Je crois que je ne me suis jamais vraiment autorisée à croire que les choses m'arrivaient à moi. Les bonnes, en tout cas. Les mauvaises, aucun problème, je les accueille avec un sens de la confirmation presque confortable. Mais ça, la belle couverture, mon nom, ça ressemble trop à quelque chose qui arrive aux autres. Aux gens sérieux. Aux gens qui ont un bureau rangé et une routine matinale et qui ne passent pas trois semaines à réécrire la même phrase en se demandant si elles ne devraient pas plutôt devenir fleuriste.
Septembre. J'ai jusqu'en septembre pour apprendre à dire j'ai écrit un roman sans regarder mes chaussures. En attendant, je continue à vivre ma vie normale de personne normale qui a un livre dans des cartons quelque part dans le 9ème arrondissement. Je fais des courses. Je regarde des séries. Je réponds à des mails professionnels avec un niveau de sérieux inversement proportionnel à l'état de ma boîte de réception. Je pense à mon livre environ toutes les sept minutes, comme une douleur fantôme mais en version positive, ce qui est une expérience assez nouvelle pour moi. Ca n’a aucun sens.

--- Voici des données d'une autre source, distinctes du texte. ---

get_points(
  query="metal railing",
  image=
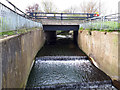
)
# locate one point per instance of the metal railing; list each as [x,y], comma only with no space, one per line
[11,20]
[109,22]
[61,16]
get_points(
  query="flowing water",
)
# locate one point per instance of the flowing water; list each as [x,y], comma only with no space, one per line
[63,66]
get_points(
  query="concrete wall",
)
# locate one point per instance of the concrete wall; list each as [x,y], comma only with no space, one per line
[104,49]
[18,54]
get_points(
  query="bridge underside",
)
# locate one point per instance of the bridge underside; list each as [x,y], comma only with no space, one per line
[60,27]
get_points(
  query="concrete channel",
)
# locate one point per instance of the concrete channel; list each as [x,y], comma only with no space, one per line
[63,66]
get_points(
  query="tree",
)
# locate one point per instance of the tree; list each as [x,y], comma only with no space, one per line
[33,8]
[89,7]
[71,10]
[92,6]
[48,6]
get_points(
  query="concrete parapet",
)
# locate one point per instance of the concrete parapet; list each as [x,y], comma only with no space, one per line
[104,49]
[18,54]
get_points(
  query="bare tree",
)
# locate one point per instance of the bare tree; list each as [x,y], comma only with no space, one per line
[34,8]
[48,6]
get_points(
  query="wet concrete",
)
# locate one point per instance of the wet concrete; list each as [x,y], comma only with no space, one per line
[63,66]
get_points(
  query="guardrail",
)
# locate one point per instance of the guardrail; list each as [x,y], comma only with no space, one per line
[109,22]
[11,20]
[61,16]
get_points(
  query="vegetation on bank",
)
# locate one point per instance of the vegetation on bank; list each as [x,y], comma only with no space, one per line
[108,26]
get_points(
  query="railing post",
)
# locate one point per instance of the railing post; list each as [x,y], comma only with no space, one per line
[61,16]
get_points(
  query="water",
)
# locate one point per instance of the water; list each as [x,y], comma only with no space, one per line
[64,66]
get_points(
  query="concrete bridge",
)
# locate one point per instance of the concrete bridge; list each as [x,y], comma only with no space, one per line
[17,52]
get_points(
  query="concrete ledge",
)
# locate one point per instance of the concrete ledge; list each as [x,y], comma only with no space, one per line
[104,49]
[18,54]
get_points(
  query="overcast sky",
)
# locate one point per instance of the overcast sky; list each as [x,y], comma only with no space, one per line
[110,5]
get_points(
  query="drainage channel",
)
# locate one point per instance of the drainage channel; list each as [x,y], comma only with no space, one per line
[63,66]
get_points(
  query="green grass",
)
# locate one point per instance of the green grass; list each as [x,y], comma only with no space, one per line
[108,26]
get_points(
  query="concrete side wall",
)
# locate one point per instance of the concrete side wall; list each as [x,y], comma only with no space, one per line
[18,54]
[104,49]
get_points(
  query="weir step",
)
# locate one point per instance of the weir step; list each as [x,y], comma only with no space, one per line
[65,58]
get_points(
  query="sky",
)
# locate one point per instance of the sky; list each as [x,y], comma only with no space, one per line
[111,6]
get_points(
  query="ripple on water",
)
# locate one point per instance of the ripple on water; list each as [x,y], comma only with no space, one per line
[67,73]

Parfois je me dis que je devrais faire quelque chose de cet intervalle. Me préparer, mentalement. Écrire des réponses aux questions qu'on va me poser en interview. De quoi parle mon roman ? Bonne question. J'ai 150 pages de réponse et aucune formule de moins de 45 secondes. Ça parle de moi sans parler de moi, ça parle de tout le monde en partant de moi, ça parle de ce qu'on ne dit pas et de pourquoi on ne le dit pas, et il y a un personnage qui fait un truc à un moment, c'est important. Je travaille dessus.
Ce que je sais, c'est que ce livre existe parce que j'ai continué à écrire dans les moments où écrire ne servait visiblement à rien. Pas par discipline, je ne suis pas ce genre de personne. Par incapacité à faire autrement, ce qui est moins romantique mais plus honnête. La résilience c'est souvent ça, pas une force tranquille, juste une impossibilité de s'arrêter complètement déguisée en choix de vie.
Septembre. Je vous dirai tout en septembre. Ou un peu avant.